En passant, il entre dans la cuisine, se baisse, prend une hache sous une armoire, la fixe dans sa ceinture et quitte la maison.
Le Lithuanien tremble, mais le suit.
Une atmosphère d'anxiété plane sur les ruelles sombres. La récitation des "Selihoth" se mêle aux gémissements des malades qui n'ont pu quitter leurs demeures. Et le. Lithuanien entend le battement de son cœur répondre au bruit des pas lourds du Rabbi. Mais il suit toujours et le voilà hors de la ville.

Derrière la ville se trouve un bois.
Le Rabbi y entre. Après trente ou quarante pas, il s'arrête devant un arbre, et le Lithuanien, stupéfait, voit le Rabbi sortir la hache de sa ceinture, puis frapper à coups redoublés l'arbre qui gémit et craque sous la cognée.
Enfin, l'arbre tombe et le Rabbi y taille des blocs, puisdes bûches ; il les rassemble en un fagot, l'entoure d'une corde qu'il a tirée de la poche de sa blouse, le charge sur ses épaules, remet la hache dans sa ceinture et reprend le chemin de la ville.

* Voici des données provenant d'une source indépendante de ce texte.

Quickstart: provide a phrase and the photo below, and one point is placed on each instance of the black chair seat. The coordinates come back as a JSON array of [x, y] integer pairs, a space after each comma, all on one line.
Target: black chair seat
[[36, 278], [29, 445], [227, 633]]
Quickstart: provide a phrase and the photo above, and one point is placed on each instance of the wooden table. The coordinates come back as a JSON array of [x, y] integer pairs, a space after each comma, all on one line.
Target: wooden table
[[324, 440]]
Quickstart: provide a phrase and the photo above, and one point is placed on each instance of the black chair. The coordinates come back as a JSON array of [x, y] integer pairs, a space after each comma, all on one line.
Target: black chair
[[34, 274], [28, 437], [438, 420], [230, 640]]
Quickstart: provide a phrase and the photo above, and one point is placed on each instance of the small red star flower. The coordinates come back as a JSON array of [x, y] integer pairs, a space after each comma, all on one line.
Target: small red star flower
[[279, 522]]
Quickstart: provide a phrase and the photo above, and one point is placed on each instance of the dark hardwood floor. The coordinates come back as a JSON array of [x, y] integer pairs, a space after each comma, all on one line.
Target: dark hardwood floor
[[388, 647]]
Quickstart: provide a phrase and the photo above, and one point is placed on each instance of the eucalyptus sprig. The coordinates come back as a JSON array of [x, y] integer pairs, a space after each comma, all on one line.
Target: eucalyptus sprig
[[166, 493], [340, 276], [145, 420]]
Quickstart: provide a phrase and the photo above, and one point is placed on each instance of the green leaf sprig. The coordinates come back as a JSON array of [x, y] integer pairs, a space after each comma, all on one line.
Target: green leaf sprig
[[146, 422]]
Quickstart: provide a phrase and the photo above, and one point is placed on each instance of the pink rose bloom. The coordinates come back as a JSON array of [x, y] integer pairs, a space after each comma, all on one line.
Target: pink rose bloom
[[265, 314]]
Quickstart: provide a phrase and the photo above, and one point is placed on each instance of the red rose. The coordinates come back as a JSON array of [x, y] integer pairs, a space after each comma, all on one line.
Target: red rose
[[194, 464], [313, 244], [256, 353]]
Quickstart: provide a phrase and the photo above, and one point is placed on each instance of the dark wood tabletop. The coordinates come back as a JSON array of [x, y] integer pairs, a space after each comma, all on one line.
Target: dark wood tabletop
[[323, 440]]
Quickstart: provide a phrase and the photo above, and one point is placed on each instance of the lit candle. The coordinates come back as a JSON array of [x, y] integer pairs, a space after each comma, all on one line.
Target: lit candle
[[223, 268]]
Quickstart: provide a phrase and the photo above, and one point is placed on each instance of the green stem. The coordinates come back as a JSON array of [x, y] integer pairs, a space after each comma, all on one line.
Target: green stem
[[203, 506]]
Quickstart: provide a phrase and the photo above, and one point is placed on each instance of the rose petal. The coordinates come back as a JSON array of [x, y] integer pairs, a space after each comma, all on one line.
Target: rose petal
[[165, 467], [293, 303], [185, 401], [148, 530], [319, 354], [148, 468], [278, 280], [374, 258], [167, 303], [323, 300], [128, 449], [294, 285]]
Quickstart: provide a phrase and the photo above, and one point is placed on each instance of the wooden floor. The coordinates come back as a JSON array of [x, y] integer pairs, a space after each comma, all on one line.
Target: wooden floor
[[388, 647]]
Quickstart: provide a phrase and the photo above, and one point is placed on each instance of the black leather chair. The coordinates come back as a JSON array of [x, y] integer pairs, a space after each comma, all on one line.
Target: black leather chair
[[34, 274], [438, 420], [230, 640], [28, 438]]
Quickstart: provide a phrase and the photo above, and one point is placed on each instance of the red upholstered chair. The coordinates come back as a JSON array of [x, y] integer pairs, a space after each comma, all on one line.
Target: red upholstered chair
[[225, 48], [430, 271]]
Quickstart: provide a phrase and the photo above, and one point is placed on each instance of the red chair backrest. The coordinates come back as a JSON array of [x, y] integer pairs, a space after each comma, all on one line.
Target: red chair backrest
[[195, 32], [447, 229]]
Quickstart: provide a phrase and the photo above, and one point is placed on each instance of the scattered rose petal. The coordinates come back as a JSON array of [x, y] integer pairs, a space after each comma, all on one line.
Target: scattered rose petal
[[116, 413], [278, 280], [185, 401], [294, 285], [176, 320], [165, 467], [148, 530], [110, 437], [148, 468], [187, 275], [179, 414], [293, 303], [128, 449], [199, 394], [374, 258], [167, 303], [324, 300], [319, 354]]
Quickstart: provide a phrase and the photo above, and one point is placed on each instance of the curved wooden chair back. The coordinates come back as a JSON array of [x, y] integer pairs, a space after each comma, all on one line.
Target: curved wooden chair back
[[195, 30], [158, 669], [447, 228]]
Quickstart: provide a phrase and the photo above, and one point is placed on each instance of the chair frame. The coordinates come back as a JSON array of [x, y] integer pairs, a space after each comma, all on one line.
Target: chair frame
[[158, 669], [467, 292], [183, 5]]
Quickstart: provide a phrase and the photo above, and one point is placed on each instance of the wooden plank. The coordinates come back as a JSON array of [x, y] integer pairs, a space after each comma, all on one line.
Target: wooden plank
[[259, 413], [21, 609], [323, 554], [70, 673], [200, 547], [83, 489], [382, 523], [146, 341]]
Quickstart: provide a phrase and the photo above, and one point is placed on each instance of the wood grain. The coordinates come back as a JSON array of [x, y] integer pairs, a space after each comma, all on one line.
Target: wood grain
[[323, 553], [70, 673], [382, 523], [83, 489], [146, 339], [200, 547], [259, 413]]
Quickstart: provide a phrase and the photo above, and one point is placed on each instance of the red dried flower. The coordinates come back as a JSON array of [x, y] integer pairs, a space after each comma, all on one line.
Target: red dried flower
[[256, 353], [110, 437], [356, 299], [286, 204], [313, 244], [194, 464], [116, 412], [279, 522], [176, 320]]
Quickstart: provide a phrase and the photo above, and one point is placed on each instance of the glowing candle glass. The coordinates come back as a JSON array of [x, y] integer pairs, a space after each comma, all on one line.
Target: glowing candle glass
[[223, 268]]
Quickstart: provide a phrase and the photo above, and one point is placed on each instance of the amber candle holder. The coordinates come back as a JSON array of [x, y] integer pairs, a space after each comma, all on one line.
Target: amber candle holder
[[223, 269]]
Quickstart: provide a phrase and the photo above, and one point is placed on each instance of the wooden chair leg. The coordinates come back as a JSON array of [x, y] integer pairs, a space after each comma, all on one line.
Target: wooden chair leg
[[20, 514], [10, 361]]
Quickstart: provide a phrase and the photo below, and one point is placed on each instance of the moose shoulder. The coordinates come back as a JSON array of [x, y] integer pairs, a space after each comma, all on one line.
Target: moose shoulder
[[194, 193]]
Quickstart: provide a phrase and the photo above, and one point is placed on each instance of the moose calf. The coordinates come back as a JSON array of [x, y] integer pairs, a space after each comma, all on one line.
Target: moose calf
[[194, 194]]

Dans une ruelle écartée, devant une pauvre maisonnette à moitié délabrée, le Rabbi s'arrête et frappe à la petite fenêtre.
"Qui est là ? ", demande, de la chambre, une voix effrayée, que le Lithuanien reconnaît pour celle d'une femme malade.
"C'est moi", répond le Rabbi dans le jargon des paysans.
"Mais qui es-tu ?", reprend la voix.
Le Rabbi répond : "Vassil".
"Qui est Vassil et que veux-tu Vassil ?"
"J'ai du bois à vendre, dit le faux Vassil, à très bon marché presque pour rien." Et sans attendre de réponse, il entre dans la hutte.

Le Lithuanien, qui s'est glissé à la suite du Rabbi, voit alors dans la lumière grise du matin, une chambre misérable et dans le lit une femme malade, enveloppée dans des haillons, qui dit en se lamentant : "Acheter ? Avec quoi achèterai-je ? Une pauvre femme comme moi d'où pourrait-elle avoir de l'argent ?"
"Je vais t'en prêter, répond le faux Vasil. Cela fait en tout douze sous."
"Mais comment pourrai-je plus tard te payer ?", gémit la pauvre femme.
"Quelle folie ! dit le Rabbi en grondant. A une pauvre juive malade, je fais volontiers crédit de cette petite quantité de bois. Je suis sûr que tu la rembourseras. Tu as pourtant un Dieu grand et fort et tu n'as pas confiance en lui pour les douze sous que te coûte ce fagot de bois ?"
"Et qui allumera mon poêle ? gémit encore la veuve. Ai-je la force de me lever ? Mon fils a été retenu à son travail."
"Je t'allumerai ton poêle", dit le Rabbi. Et, tout en plaçant le bois, il disait à mi-voix le premier passage des "Selihoth" sur un ton de lamentation. Mais lorsqu'il alluma le bois et que le feu prit en pétillant, sa voix s'éleva un peu plus haut, pour lire le deuxième passage des "Selihoth" et lorsque le bois fut à peu près consumé, qu'il eût fermé la porte du poêle et quitté la maisonnette, il dit le troisième passage à pleine voix, cette fois.

Le Lithuanien, après avoir vu cela, se sentit presque devenir un disciple du Rabbi.
Plus tard, quand il entendait raconter que le Rabbi de Nemirow s'envolait au ciel chaque matin pendant la semaine des "Selihoth", il ne riait plus, mais il ajoutait ces simples mots : "Si ce n'est plus haut encore."

Notes :
  1. Les Selihoth sont des prières de pénitence qu'on récite à la Synagogue pendant la semaine qui précède Rosh-Hashanah.    Retour au texte.
  2. Les Lithuaniens, attachés avant tout aux études talmudiques témoignaient de la méfiance aux Rabbins des Hassidim, adeptes de la Cabale, et avaient l'habitude de les railler.    Retour au texte.